James Garnon as Pericles with Jessica Baglow as Marina. Photo: Marc Brenner
Shakespeare’s Globe has fearlessly staged a production of the play in the small Sam Wanamaker Playhouse, directed by Dominic Dromgoole. It may be as good as one can get.
Pericles is introduced by the rather tiresome Gower, the Chorus. He appears at the beginning of each act and he is perhaps essential to keep us on route in the travelogue through the years. Gower is played by Sheila Reid who, I want to be polite, can be heard most of the time and perhaps that is enough for the role.
James Garmon makes a muscular, assertive and fine Pericles. By the end of the play he appears tired and after what he has been through, no wonder. Dorothea Myer-Bennett plays the appreciative Dionyza who later turns murderous, and the lovely Thaisa. Jessica Baglow plays the saintly goody two-shoes Marina, the daughter of Pericles, who is abducted by nasty pirates, ends up in a brothel and comes out virtuous and angelic.
After Pericles is washed up on the shore of Pentapolis and the waves bring in his armour, he goes to the court of King Simonides (Simon Armstrong). A number of knights contend for the hand of Thaisa and the notable part about the scene is the noise that Dromgoole generates. Clanging, screaming yelling. There are a number of loud noises like that throughout the evening.

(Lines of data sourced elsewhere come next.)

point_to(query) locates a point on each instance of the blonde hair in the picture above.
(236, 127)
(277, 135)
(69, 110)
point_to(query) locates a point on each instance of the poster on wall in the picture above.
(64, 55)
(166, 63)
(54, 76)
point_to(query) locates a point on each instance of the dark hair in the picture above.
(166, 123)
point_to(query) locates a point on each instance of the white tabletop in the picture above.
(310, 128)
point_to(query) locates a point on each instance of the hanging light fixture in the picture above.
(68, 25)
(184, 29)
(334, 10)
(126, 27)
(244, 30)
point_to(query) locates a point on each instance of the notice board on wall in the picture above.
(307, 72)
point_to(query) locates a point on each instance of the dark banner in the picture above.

The set of Designer Jonathan Fensum is minimal. The most outstanding feature is the use of chandeliers. The Playhouse has an Upper Level and many of the spectators were forced to find the actors and the action through the chandeliers. You had to bend backward, lean forward, and stretch sideways to see the action on the stage below. The theatre is supposed to represent a 17th century indoor playhouse but Dromgoole or someone else should have glanced at what it looks like from the upper level.
This was not a fortuitous situation for changing my opinion about the play. Too many ingredients did not work to make the evening at the theatre a success.
I should mention in fairness that most of the audience seemed to react more positively than I did but they probably did not have to contend with a chandelier.